Programming language classification is the task of identifying which programming language is used in an arbitrary code snippet. This can be useful to label new data to include in a dataset, and potentially serve as an intermediary step when input snippets need to be process based on their programming language.
More generally, this tutorial shows how to pull pre-trained models from the Hugging Face Hub using the Hugging Face Transformers library and convert them to the OpenVINO™ IR format using the Hugging Face Optimum library. You will also learn how to conduct post-training quantization for OpenVINO models using Hugging Face Optimum and do some light benchmarking using the Hugging Face Evaluate library.
This tutorial will be divided in 2 parts:
- Create a simple inference pipeline with a pre-trained model using the OpenVINO™ IR format.

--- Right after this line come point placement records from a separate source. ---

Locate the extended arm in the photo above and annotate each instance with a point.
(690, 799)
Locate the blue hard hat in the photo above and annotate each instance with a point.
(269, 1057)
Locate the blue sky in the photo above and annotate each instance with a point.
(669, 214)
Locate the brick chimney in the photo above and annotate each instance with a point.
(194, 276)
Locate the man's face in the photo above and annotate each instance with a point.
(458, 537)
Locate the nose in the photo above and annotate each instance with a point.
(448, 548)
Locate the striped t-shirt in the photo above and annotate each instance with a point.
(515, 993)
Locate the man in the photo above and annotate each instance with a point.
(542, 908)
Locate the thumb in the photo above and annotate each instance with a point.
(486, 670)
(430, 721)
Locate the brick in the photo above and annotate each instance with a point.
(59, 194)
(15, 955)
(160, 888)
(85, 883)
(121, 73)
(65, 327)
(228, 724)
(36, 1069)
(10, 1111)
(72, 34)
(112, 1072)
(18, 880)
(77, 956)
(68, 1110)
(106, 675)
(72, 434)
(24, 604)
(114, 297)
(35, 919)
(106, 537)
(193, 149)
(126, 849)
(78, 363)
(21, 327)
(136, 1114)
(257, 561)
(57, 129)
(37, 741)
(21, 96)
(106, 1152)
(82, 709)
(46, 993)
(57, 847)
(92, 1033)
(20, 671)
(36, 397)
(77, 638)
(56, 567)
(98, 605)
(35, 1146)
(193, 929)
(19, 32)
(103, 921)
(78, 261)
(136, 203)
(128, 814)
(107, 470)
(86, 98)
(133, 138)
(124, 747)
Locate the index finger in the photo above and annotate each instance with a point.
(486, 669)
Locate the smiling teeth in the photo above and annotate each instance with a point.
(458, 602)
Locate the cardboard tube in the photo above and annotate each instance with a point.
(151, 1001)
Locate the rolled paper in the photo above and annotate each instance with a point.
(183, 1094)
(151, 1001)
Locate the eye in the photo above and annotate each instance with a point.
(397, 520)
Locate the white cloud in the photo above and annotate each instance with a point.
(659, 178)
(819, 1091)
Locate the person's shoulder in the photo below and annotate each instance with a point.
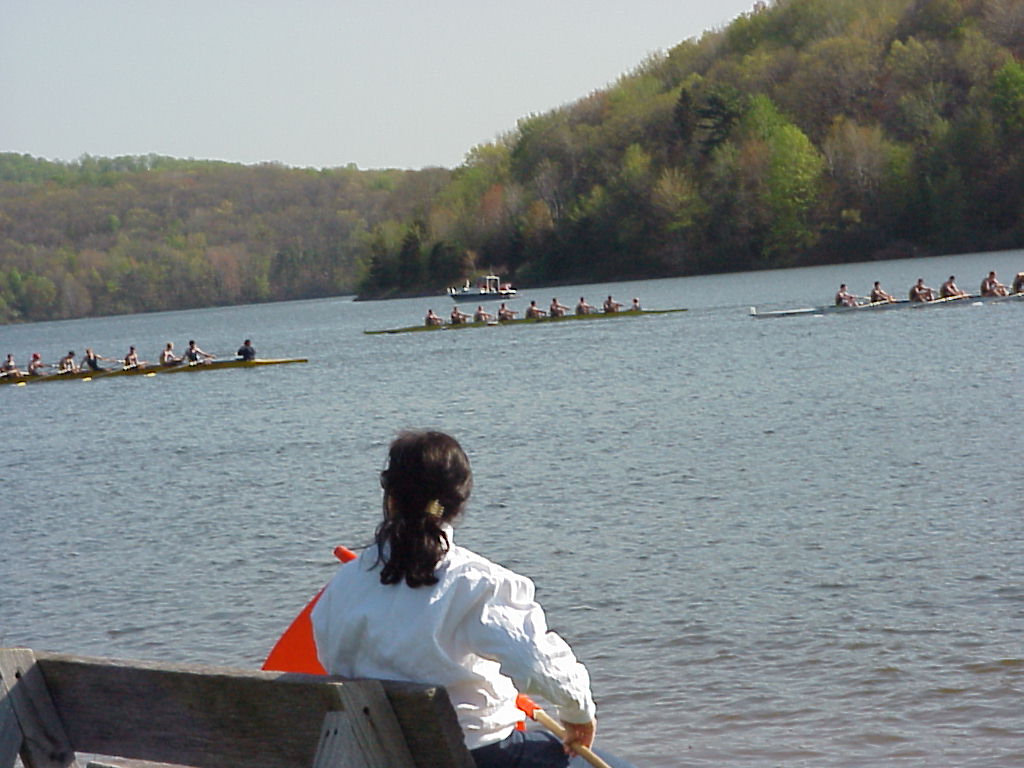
(477, 572)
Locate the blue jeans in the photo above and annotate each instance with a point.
(535, 749)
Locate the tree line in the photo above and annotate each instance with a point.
(806, 131)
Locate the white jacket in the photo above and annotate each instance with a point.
(478, 632)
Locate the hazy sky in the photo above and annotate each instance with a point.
(323, 83)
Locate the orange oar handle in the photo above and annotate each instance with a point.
(344, 554)
(534, 712)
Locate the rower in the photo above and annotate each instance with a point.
(131, 359)
(9, 369)
(880, 295)
(991, 287)
(583, 307)
(91, 360)
(67, 364)
(36, 365)
(610, 305)
(844, 297)
(194, 354)
(167, 357)
(246, 351)
(535, 311)
(922, 293)
(949, 290)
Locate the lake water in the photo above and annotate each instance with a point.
(791, 542)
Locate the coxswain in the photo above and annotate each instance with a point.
(583, 307)
(246, 351)
(167, 357)
(67, 364)
(91, 360)
(991, 287)
(610, 305)
(844, 297)
(949, 290)
(36, 365)
(9, 368)
(194, 354)
(921, 293)
(880, 295)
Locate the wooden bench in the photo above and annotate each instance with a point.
(53, 707)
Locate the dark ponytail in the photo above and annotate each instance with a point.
(426, 483)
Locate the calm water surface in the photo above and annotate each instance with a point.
(793, 542)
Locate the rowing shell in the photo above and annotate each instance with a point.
(150, 370)
(526, 321)
(880, 305)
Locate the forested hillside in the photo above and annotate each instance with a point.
(807, 131)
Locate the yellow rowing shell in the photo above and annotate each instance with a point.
(526, 321)
(150, 370)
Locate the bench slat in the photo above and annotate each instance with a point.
(36, 725)
(214, 717)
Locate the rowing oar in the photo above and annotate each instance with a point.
(534, 712)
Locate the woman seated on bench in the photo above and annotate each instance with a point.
(417, 607)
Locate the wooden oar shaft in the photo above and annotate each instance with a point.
(555, 727)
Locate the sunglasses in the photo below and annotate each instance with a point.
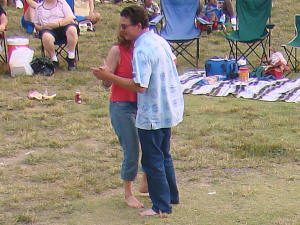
(124, 26)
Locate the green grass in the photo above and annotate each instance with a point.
(60, 161)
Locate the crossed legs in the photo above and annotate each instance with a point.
(48, 40)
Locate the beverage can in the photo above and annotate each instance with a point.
(78, 97)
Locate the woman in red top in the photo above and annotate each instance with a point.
(122, 108)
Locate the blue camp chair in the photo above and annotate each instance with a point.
(291, 47)
(252, 36)
(62, 43)
(180, 30)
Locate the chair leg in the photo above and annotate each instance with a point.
(292, 58)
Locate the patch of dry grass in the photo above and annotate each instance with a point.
(60, 161)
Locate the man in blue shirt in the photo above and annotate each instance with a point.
(160, 105)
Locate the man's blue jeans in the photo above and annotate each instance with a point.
(122, 115)
(158, 165)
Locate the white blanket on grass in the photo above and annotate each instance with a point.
(287, 90)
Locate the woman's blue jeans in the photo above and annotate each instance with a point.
(158, 165)
(122, 115)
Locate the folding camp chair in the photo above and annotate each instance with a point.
(293, 44)
(253, 30)
(62, 43)
(179, 29)
(3, 50)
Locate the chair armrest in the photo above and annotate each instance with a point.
(156, 20)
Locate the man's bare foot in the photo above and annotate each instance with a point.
(132, 202)
(148, 212)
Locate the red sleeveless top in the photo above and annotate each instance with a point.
(124, 69)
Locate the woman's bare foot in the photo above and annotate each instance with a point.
(144, 185)
(148, 212)
(132, 202)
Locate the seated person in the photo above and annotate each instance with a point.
(224, 5)
(84, 10)
(28, 14)
(54, 20)
(151, 6)
(10, 2)
(3, 19)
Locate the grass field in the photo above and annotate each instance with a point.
(237, 161)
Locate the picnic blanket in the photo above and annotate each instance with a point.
(287, 90)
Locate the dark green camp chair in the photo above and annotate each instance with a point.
(293, 44)
(253, 36)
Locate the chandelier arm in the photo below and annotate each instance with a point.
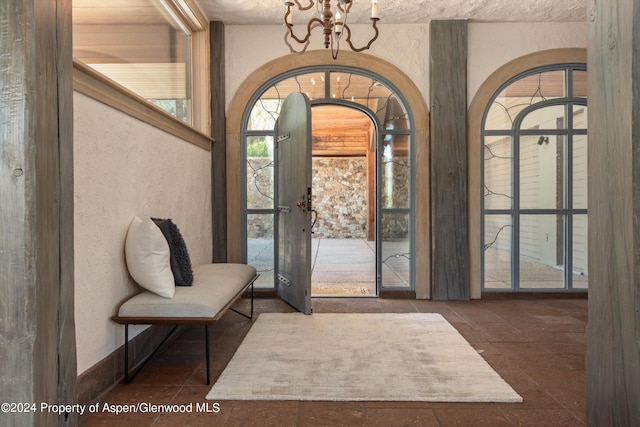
(310, 26)
(346, 8)
(300, 7)
(291, 48)
(375, 36)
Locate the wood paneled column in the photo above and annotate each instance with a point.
(219, 147)
(449, 216)
(37, 332)
(613, 331)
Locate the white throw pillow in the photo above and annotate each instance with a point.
(147, 253)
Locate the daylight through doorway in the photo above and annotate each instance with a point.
(343, 193)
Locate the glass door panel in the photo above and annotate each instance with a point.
(497, 251)
(260, 247)
(395, 250)
(541, 264)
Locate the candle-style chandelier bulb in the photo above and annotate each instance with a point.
(333, 23)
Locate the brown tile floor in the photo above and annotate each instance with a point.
(537, 345)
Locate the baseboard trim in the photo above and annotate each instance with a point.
(101, 377)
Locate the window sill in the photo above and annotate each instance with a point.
(94, 85)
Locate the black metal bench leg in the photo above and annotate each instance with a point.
(207, 353)
(126, 354)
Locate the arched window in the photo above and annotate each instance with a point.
(380, 149)
(534, 181)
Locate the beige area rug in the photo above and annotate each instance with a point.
(358, 357)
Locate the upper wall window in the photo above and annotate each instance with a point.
(140, 44)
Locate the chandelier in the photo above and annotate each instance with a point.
(334, 25)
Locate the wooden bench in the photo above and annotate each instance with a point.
(216, 287)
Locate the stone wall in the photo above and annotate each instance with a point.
(339, 197)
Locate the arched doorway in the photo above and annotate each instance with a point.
(418, 273)
(361, 132)
(481, 101)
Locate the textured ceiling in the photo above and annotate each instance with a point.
(270, 12)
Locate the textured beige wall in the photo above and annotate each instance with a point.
(491, 45)
(124, 167)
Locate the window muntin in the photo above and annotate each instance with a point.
(141, 45)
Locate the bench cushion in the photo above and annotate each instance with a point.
(214, 286)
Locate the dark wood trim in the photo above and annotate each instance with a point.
(613, 332)
(36, 189)
(449, 204)
(67, 357)
(535, 295)
(94, 85)
(219, 149)
(398, 294)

- Conduct post-training quantization on a pre-trained model using Hugging Face Optimum and benchmark performance.
CodeBERTa-small-v1
and CodeBERTa-language-id
: no license found on Hugging Face Hub.
Dataset:
Each example in the dataset is extracted from a GitHub repository, and each repository has its own license. Example-wise license information is not (yet) included in this dataset: you will need to find out yourself which license the code is using.
Additional resources:
- Grammatical Error Correction with OpenVINO
- Quantize a Hugging Face Question-Answering Model with OpenVINO
First, complete the repository installation steps. Then, activate your virtual environment, or select the right Python interpreter in your IDE.
Additional requirements will be installed directly from the notebook.